How to use

Unless otherwise stated, all examples will use the ncas-ceilometer-3 instrument as an example.

Create netCDF file

In its very simplest form:

import ncas_amof_netcdf_template as nant
ncs = nant.create_netcdf.main('ncas-ceilometer-3')

This will create a netCDF file with today’s date for all data products availalbe for the given instrument. If files for multiple products are made, the returned object will be a list containing all objects; if only a single file then just that netCDF file object is returned.

A netCDF file can also be created for a specific data product, rather than by a specific instrument.

nc = nant.create_netcdf.make_product_netcdf('surface-met', 'my-home-weather-station')

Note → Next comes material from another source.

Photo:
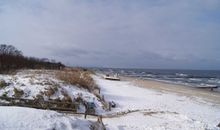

The file created in this example uses the surface-met data product definition, and requires the instrument name my-home-weather-station for the file name.

Dimensions

Dimension sizes need to be defined when creating a netCDF file. Dimension lengths can be provided to the create_netcdf.main function as a dictionary:

ncs = nant.create_netcdf.main('ncas-ceilometer-3', dimension_lengths = {'time':96, 'altitude':45, 'layer_index':4})

If dimensions aren’t given, Python asks for the dimension lengths to be given:

ncs = nant.create_netcdf.main('ncas-ceilometer-3')
Enter length for dimension time: 96
Enter length for dimension altitude: 45
Enter length for dimension layer_index: 4

Platform

The deployment platform, where the instrument was located while measuring data, is recorded in both the file name and as a global attribute. The platform names are controlled by CEDA. NCAS instruments that are primarily based at an NCAS observatory have the relevant platform associated with the instrument, but mobile instruments have the phrase “mobile” listed as the default platform, which needs to be changed. Both the create_netcdf.main and create_netcdf.make_product_netcdf functions can take a platform argument, which sets or overrides the platform name to use:

nc = nant.create_netcdf.main("ncas-ceilometer-3", platform = "cao")

Date

The file-naming convention for the NCAS-GENERAL standard includes the date, and sometimes time, which the data within the file represents. By default, today’s date will be used in the file name. This behaviour can be overridden by giving the date to the create_netcdf.main function:

ncs = nant.create_netcdf.main('ncas-ceilometer-3', date='20220214')

Data Products

List available data products for an instrument:

nant.create_netcdf.list_products('ncas-ceilometer-3')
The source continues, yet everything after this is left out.